Exhibit C: The Illustration from Harper's Weekly entitled "Rice Culture...Near Savannah Georgia", and the two illustrations labeled, "Hoeing" and "Unloading".


1. Explain at least four tasks undertaken by individuals enslaved on a rice plantation.
2. Which of these would you have preferred to have assigned to you as your task? Be sure to explain the reasons for your answer.


(To the teacher: This should lead to a discussion of the task system vs. the gang system, a discussion of which tasks might require more or less skill, and the conditions a slave might encounter like standing knee deep in mud and in snake and alligator infested waters.)


Exhibit D: The illustration from Harper's Weekly entitled, "Planter's Mansion".


1. Look carefully at this illustration and describe what is depicted.
2. Choose a different caption for this illustration and explain why you chose it.

(To the teacher: The planter's mansion is illustrated but the "slave street" is clearly visible.

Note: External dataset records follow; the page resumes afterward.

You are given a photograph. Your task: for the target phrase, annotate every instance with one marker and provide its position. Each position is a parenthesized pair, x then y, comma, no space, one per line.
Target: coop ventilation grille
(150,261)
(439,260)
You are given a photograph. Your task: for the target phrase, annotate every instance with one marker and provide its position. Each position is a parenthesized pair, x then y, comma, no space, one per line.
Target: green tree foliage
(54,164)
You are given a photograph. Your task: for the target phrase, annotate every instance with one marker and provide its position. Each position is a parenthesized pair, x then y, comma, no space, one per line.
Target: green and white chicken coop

A discussion of the dependence of the rice economy on skilled labor would be appropriate. Observations on the proximity of slave dwellings to the plantation house might lead to further discussion.)


Exhibit E: The Plan of Middleton Place


1. Discuss two influences of geography on this plantation.
2. Although the plantation house burned during the Civil War, place an X where you believe it might have been, based on your knowledge of plantation life.
3. Place a double XX where you believe the "slave street" might have been.


(To the teacher: A discussion of this drawing will provide an opportunity to summarize what students have learned about rice cultivation, slave labor, and plantation life.)


II. For Homework
Reflect on how your perceptions of slavery have changed as a result of this lesson. Refer to at least two documents to explain your ideas.


Bibliography


"African-American History". www.middletonplace.org
"Rice". www.middletonplace.org
Ball, Edward. Slaves In the Family, New York: Ballantine Books, 1998.
http://hitchcock.itc.virginia.edu/SlaveTrade/collection/large
Middleton Place Self Guided Tour. Middleton Place Foundation. Charleston, S.C.
Wood, Peter H. Black Majority: Negroes in Colonial South Carolina, New York: Norton and Co. 1974.